Unfortunately, using woodpecker deterrents isn’t a perfect solution in every case. In many instances, the homeowners will have success with these methods to deter woodpeckers for a short while, but they will eventually stop working once the woodpeckers become accustomed to them.
Another option is to buy a decoy owl. This is an interesting proposition because it scares the woodpeckers away because owls are natural predators of these birds. The woodpeckers are deathly afraid of owls, and rightfully so, so they will avoid your home when a decoy owl is in place. Once again, it’s unfortunate that decoy owls do not necessarily create a permanent solution.
My personal favorite and the method that most homeowners have success with is using reflective scare tape. This tape has the best track record out of the majority of available woodpecker deterrents that you could attempt to try.
How does it work? You’ll have to pick up reflective scare tape and cut it into long strips. Let the strips dangle down in front of the areas that are most damaged by the woodpeckers hammering away on your property.
As the tape begins to blow around in the breeze, the shiny and very reflective surface will begin to irritate the woodpeckers. The reflective tape tends to irritate their eyes and it will keep the woodpeckers away from your home.

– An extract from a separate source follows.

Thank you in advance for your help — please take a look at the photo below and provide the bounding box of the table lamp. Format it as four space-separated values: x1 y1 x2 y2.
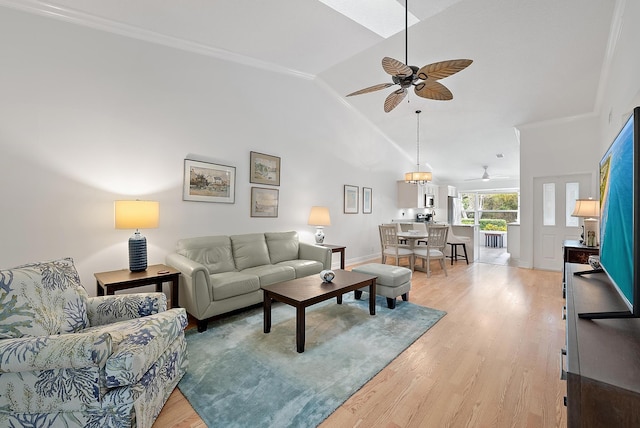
571 198 600 247
307 206 331 244
114 200 160 272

Remember, woodpecker scare tape doesn’t last forever. Over time, it will eventually detach or begin to deteriorate. You’ll need to replace it when necessary.
Keep Woodpeckers Away from Your Home for Good
As you are about to learn, there is a definite permanent solution to your problem but it requires bird netting. This product is the most effective way to keep woodpeckers away as reliably as possible.
How does it work?
You’ll have to hang up bird netting with a 1-inch or smaller mesh, otherwise, the woodpeckers will be able to make their way through. You’ll hang it up 3 inches away from the part of your property being damaged by woodpeckers, so make sure it doesn’t touch the surface but remains very close.
By hanging up this netting, you will prevent the woodpeckers from physically harming your property. You can also use it to protect your trees if the woodpeckers are hammering away your tree trunks.
The only downside is that many people find it time-consuming to correctly install bird netting. On the plus side, it’s a lot less noticeable when compared to reflective tape, so it isn’t going to be a major eyesore on your property.
Lastly, it’s always wise to hire a pest control company to get rid of any insects that might be attracting the woodpeckers to your home. Contact multiple companies and get quotes from each of them, which gives you the ability to find the top pest control provider at the lowest price.